The country is experiencing its worst outbreak since the start of the pandemic, with more than 100,000 cases being posted daily, fueled by the now dominant Omicron strain of SARS-CoV-2, which makes up about 90 percent of cases and two-thirds of ICU admissions in New South Wales.
Pressure on hospitals are likely to remain for “the next few weeks,” New South Wales Deputy Secretary of Health Susan Pearce said, although hospitalization numbers were tracking better than the best-case scenario in an official modeling a week ago.
Photo: EPA-EFE
“That is pleasing, but that plateauing is obviously still at a relatively high level of COVID patients in our hospitals and in our” intensive care, Pearce told a media briefing in Sydney, the state capital.
The surge in cases fueled by the Omicron variant has piled pressure on hospitals, which are grappling with record admissions, and on other sectors of the economy.
With staff shortages beginning to disrupt supply chains, authorities have eased quarantine rules to allow thousands of close contacts of cases to return to work in the transport and freight industries if they are asymptomatic, an extension of exemptions that had earlier applied to food production staff.

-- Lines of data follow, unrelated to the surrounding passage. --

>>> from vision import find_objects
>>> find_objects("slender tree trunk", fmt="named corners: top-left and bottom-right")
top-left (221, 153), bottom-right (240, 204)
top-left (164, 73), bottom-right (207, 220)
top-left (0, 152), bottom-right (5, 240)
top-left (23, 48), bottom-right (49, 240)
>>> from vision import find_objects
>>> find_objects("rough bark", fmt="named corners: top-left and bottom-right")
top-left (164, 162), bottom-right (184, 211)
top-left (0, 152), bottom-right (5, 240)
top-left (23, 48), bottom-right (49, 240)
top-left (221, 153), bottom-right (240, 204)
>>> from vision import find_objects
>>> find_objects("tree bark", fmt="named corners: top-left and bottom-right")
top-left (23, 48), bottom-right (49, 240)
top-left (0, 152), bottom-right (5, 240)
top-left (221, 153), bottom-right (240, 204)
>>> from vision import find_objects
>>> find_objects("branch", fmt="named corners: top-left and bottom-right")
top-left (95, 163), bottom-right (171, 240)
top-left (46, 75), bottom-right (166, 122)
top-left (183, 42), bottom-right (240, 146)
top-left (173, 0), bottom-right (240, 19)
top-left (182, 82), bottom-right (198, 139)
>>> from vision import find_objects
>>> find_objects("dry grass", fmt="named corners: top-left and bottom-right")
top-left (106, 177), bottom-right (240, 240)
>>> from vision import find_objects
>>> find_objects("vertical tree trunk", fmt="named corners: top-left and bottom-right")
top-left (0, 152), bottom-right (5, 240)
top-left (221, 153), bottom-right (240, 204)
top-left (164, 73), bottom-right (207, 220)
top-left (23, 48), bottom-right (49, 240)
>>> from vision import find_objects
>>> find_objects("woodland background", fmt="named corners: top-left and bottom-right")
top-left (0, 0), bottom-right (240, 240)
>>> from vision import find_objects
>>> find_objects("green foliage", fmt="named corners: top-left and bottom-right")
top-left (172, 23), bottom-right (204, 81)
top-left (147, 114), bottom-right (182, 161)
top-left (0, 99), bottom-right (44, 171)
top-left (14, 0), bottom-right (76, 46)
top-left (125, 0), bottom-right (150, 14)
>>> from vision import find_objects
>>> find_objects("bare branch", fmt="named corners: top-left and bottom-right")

However, this has raised fears workers would be placed in riskier environments.
“Essential workers are being forced to put themselves in harm’s way to keep food on the shelves, medicines in stock, the lights and water on and keep this country open for business,” Australian Council of Trade Unions secretary Sally McManus said in a statement.
Australia successfully restricted outbreaks of COVID-19 for most of the pandemic, but it now finds itself in the grip of a wave driven by the Omicron variant following the relaxation of restrictions when vaccinations became widespread.
Of Australia’s nearly 1.4 million infections recorded since the pandemic began, about 1.2 million have been detected over the past four weeks.
New South Wales yesterday reported a total of 63,018 new COVID-19 cases, although 37,938 of those came from home rapid antigen tests, an unspecified number of which had been taken in the previous week and reported later.
The addition of the home tests to official case numbers by state governments has distorted the count in recent days.
In Victoria, the second-most populous state, the government is more cautious about the outlook, despite new cases remaining stable in recent days.
The state yesterday recorded 34,836 new infections, 15,440 of which were from home rapid antigen tests.
“I don’t have advice yet that we’ve reached the peak of the wave of this omicron variant, and it is something we’re looking at daily, hourly in terms of the impact on our hospital system,” Victoria Acting Minister of Health James Merlino said.
Australia reported 56 deaths by mid-day yesterday, with 29 of them in New South Wales, its biggest ever COVID-19 toll.
Other parts of Australia, largely virus-free until early last month, are also hitting record caseloads. A month ago, Queensland reported a day with four new cases; yesterday, it recorded 23,630, a state record.